Walau dengan penyakit budul di kakinya, ia tetap melakoni pekerjaannya itu tanpa pernah membantah sekalipun. Dawuh dari Ki Demang adalah ibarat sabda. Tidak bisa ditolak dalam keadaan apapun. Harus dikerjakan dengan baik sesuai keinginan si empunya perintah.
Namun, walau tidak pernah membantah, Budul sebenarnya sangat keberatan dengan pekerjaannya itu. “Sudah tahu kakiku budul begini, kok Si Demang masih saja menyuruhku untuk mengambil air”, keluhnya kepada istrinya. Begitulah kata-kata yang selalu keluar dari mulut Si Budul setiap harinya. Sebenarnya istrinya juga merasa kasihan melihat kaki suaminya setiap hari tambah keras, bengkak, dan selalu berdarah. Tapi apa mau dikata, memang itulah yang harus ia kerjakan. Tidak ada pilihan lain.
Dan ketika kejengkelannya memuncak, Si Budul tak segan-segan mencaci dan memaki tuannya di depan istrinya itu. “Dasar Demang edan, Demang gendeng”, umpatnya sembari meludah pada suatu hari.  
Sementara itu, matahari semakin meninggi. Tubuh Si Budul mulai berkeringat. Ia membuka kancing atas bajunya. Dan mengibas-ngibaskan caping penutup kepala untuk mengusir hawa panas di tubuhnya. Jalan utama menuju gapura kadipaten pun tampak mulai sepi.
Ia tak jua mau beranjak dari tempatnya berteduh untuk segera memberikan surat itu kepada kanjeng adipati. Malah pikirannya teringat kembali peristiwa setelah ia memaki Demang di hadapan istrinya beberapa waktu lalu. Saat secara mendadak ia dipanggil Ki Demang. Belum tahu apa yang hendak dikatakan oleh tuannya itu, ia sudah ketakutan bukan kepalang. “Jangan-jangan Ndoro Demang mendengar umpatanku kemarin”, begitu bisiknya dalam hati. Maka, ketika sampai di hadapan tuannya, ia langsung bersujud di depan kaki Demang dan meminta maaf.
Dan ketika tahu bahwa Ki Demang memanggilnya bukan ingin memarahinya, tapi mendapat tugas baru mengantarkan surat kepada Kanjeng Adipati, seketika itu juga legalah hatinya.  Ia diberi bekal uang lima benggol[2].

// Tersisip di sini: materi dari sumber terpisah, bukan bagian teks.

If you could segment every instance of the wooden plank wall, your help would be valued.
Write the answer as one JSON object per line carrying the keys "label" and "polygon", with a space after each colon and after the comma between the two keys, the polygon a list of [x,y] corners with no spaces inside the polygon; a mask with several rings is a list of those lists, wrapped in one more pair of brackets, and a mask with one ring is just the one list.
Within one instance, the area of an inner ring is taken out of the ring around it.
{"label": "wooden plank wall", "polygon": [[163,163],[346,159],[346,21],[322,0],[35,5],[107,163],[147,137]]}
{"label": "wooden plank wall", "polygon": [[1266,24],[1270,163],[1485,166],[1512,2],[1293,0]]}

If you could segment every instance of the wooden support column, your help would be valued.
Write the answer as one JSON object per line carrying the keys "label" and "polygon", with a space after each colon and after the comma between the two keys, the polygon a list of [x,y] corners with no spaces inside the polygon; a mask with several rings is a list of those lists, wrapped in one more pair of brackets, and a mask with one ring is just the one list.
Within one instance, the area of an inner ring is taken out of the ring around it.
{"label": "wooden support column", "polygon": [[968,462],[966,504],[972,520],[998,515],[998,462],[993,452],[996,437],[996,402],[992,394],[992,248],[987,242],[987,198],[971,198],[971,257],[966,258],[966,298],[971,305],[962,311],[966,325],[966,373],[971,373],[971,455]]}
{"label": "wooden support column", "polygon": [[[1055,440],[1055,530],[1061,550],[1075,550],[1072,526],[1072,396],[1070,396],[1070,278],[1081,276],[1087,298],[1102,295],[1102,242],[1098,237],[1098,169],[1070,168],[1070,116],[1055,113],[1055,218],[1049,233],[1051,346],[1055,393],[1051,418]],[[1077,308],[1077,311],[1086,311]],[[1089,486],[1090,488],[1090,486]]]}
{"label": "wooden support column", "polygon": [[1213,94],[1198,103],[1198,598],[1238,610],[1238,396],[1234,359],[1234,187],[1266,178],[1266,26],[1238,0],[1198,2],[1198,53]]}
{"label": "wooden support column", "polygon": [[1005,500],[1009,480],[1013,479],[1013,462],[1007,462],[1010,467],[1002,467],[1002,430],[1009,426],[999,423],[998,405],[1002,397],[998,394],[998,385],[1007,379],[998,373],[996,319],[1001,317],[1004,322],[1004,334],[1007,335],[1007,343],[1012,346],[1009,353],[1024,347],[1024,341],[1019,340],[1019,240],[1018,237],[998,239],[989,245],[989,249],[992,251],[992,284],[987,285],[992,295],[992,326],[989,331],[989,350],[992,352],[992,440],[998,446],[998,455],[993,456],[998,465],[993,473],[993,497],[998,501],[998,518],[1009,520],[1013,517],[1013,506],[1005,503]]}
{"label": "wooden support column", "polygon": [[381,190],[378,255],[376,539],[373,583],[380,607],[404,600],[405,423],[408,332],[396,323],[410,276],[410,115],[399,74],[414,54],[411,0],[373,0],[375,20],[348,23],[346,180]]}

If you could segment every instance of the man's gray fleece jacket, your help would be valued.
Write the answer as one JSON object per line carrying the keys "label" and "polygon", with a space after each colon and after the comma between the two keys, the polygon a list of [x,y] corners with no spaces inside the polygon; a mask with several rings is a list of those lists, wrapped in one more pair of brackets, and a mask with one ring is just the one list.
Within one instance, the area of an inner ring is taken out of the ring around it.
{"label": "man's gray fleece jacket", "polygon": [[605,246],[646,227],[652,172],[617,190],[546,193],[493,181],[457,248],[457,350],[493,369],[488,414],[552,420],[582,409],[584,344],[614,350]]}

Sekalipun demikian, ketika sampai di hadapan istrinya, ia tambah mengeluh. “Pancen Ki Demang ki wis picek, wis budheg[3]. Buat mengambil air saja kakiku sakitnya minta ampun, eh sekarang malah disuruh pergi ke kadipaten yang sangat jauh tempatnya. Dia benar-benar tidak punya perasaan,” keluhnya dengan penuh emosi.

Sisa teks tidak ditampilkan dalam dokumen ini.